In military and security situations, a split second can make the difference between life and death, so North Carolina State University’s development of new “smart sensors” that allow for faster response times from military applications is important. Equally important is new research from NC State that will help ensure those sensors will operate under extreme conditions – like those faced in Afghanistan or elsewhere.
“We’ve taken a sensor material called vanadium oxide and integrated it with a silicon chip,” says Dr. Jay Narayan, the John C. Fan Distinguished Chair Professor of Materials Science and Engineering at NC State and co-author of the research. “Normally sensors are hardwired to a computer. But now the sensor is part of the computer chip itself. The advantage is that now you have a smart sensor that can sense, manipulate and respond to information.”

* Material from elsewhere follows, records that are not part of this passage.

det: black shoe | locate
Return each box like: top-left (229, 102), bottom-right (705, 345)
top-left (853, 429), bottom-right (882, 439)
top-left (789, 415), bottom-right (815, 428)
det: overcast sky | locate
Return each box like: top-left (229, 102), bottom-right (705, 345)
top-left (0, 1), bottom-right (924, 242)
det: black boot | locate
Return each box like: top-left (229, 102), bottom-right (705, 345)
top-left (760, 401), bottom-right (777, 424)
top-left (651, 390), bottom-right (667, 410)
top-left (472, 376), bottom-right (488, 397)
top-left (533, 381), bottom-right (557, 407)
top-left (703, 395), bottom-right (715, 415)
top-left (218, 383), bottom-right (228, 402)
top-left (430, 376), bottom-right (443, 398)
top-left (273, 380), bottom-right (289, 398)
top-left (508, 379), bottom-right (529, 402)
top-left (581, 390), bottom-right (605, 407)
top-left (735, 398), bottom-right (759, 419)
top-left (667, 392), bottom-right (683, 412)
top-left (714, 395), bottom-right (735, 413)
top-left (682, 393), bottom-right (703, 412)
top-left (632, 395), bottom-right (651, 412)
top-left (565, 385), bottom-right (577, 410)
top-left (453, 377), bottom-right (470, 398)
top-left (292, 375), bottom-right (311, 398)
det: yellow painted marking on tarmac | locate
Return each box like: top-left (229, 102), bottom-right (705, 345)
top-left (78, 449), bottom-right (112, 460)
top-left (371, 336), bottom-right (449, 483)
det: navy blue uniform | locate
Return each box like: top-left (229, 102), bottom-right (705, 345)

The research, which was funded by the National Science Foundation, was co-authored by Narayan, Dr. Roger Narayan, a professor of biomedical engineering at NC State, and NC State Ph.D. students Tsung Han Yang, Ravi Aggarwal, A. Gupta, and H. Zhou. The research was presented April 7 at the 2011 Materials Research Society Spring Meeting in San Francisco. The paper, titled “Mechanism of Semiconductor Metal Transition of Vanadium Oxide Thin Films,” won the First Prize in the MRS Symposium N: Functional Oxide Nanostructures and Heterostructures.
NC State’s Department of Materials Science and Engineering is part of the university’s College of Engineering. The Department of Biomedical Engineering is a joint department under both NC State’s College of Engineering and the University of North Carolina at Chapel Hill.